Comme d’autres, il a déclaré croire que Jean-Charles Moïse, un homme politique puissant qui était ancien sénateur et candidat à la présidentielle, était derrière la nomination de Bélizaire.
« Fait intéressant, Moïse, de tous les politiciens présents, est celui qui prend les devants », a déclaré Pierre-Louis.
Moïse ne siège cependant pas au conseil. Son parti, Pitit Desalin, est représenté par Emmanuel Vertilaire, qui fait partie des quatre conseillers soutenant Bélizaire.
Les autres sont Louis Gérald Gilles, Smith Augustin et Edgard Leblanc Fils, le nouveau président du conseil.
Ils n’ont pas pu être contactés dans l’immédiat pour commenter.
Fils représente le groupe politique du 30 janvier, composé de partis dont le PHTK, qui compte parmi ses membres l’ancien président Michel Martelly et le président assassiné Jovenel Moïse. Augustin représente quant à lui le parti politique EDE/RED, fondé par l’ancien Premier ministre Claude Joseph, et Gilles représente l’accord du 21 décembre, associé à l’ancien Premier ministre Ariel Henry, récemment démissionnaire.

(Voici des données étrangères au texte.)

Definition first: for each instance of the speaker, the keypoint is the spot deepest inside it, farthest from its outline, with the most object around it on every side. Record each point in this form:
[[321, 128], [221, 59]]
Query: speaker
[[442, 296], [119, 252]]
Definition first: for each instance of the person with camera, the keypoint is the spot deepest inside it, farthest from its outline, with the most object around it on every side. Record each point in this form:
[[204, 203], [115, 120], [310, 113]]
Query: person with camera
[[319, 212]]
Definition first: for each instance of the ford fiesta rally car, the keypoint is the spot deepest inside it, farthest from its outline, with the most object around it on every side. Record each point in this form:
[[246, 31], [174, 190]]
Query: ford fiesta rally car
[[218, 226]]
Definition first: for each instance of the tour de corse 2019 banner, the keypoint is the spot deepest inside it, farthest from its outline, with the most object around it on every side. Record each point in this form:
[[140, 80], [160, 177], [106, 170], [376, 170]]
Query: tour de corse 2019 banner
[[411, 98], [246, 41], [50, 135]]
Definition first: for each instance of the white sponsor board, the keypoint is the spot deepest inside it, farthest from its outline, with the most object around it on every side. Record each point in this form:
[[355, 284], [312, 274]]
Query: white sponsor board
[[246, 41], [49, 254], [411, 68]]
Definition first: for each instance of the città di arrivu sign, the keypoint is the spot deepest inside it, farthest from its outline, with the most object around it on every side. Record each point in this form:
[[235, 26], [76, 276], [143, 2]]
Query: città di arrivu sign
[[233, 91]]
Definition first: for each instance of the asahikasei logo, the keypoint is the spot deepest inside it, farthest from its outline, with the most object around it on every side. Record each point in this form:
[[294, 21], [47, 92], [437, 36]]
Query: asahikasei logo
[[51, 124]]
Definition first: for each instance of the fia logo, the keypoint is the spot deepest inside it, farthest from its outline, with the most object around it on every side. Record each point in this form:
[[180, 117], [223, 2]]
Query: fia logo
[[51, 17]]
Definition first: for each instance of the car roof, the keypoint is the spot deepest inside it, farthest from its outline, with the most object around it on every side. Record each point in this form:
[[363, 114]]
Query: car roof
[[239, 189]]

Un document partagé avec l’Associated Press et signé par les quatre membres du conseil qui ont choisi le nouveau Premier ministre déclarent qu’ils ont accepté de prendre des décisions par consensus. Le document est intitulé « Constitution d’un bloc majoritaire indissoluble au sein du Conseil présidentiel ».
Henry était en visite officielle au Kenya pour faire pression en faveur du déploiement d’une force de police de ce pays d’Afrique de l’Est, soutenu par l’ONU, lorsque des gangs en Haïti ont lancé des attaques coordonnées à partir du 29 février.
Ils ont incendié des commissariats de police, ouvert le feu sur le principal aéroport international fermé depuis début mars et pris d’assaut les deux plus grandes prisons d’Haïti, libérant plus de 4 000 détenus. Les violences se poursuivent sans relâche dans certaines parties de Port-au-Prince, notamment autour du Palais national.
Les Haïtiens exigent que la sécurité soit une priorité absolue pour le conseil, qui est chargé de sélectionner un nouveau Premier ministre et un nouveau cabinet, ainsi que de préparer d’éventuelles élections générales.
Mais certains Haïtiens se méfient du conseil et des décisions qu’il prend.
Jean Selcé, électricien de 57 ans, constate que la plupart des membres du conseil sont des hommes politiques de longue date : « Leur passé n’est pas vraiment positif ».
« J’espère que leur mentalité pourra changer, mais je ne crois pas que ce sera le cas », a-t-il déclaré. « Ils n’aiment pas vraiment le pays. Qui est en train de mourir en ce moment ? Ce sont des Haïtiens comme moi.
Robert Fatton, un expert politique haïtien à l’Université de Virginie, a noté que certains des partis représentés au conseil sont responsables du chaos actuel en Haïti.
« C’est une contradiction », a-t-il déclaré. « Chaque fois que nous semblons être en crise, nous renommons les mêmes personnes et espérons qu’elles changent leurs habitudes, mais ce n’est pas le cas. »
Michael Deibert, auteur de « Notes du dernier testament : la lutte pour Haïti » et « Haïti ne périra pas : une histoire récente », soulève la même critique.
Il a noté dans un essai récent que le conseil est « dominé par les mêmes courants politiques qui ont passé les 25 dernières années à faire basculer Haïti dans le précipice, profitant des jeunes hommes pauvres des bidonvilles pour être utilisés comme matraques politiques auparavant – gonflés sur le plan politique ». les produits des enlèvements, de l’extorsion, du trafic de drogue et d’autres entreprises criminelles – ces groupes ont dépassé les besoins de leurs clients.
Plus de 2 500 personnes ont été tuées ou blessées à travers Haïti entre janvier et mars, selon l’ONU.
En outre, plus de 90 000 personnes ont fui Port-au-Prince en seulement un mois en raison de la violence incessante des gangs.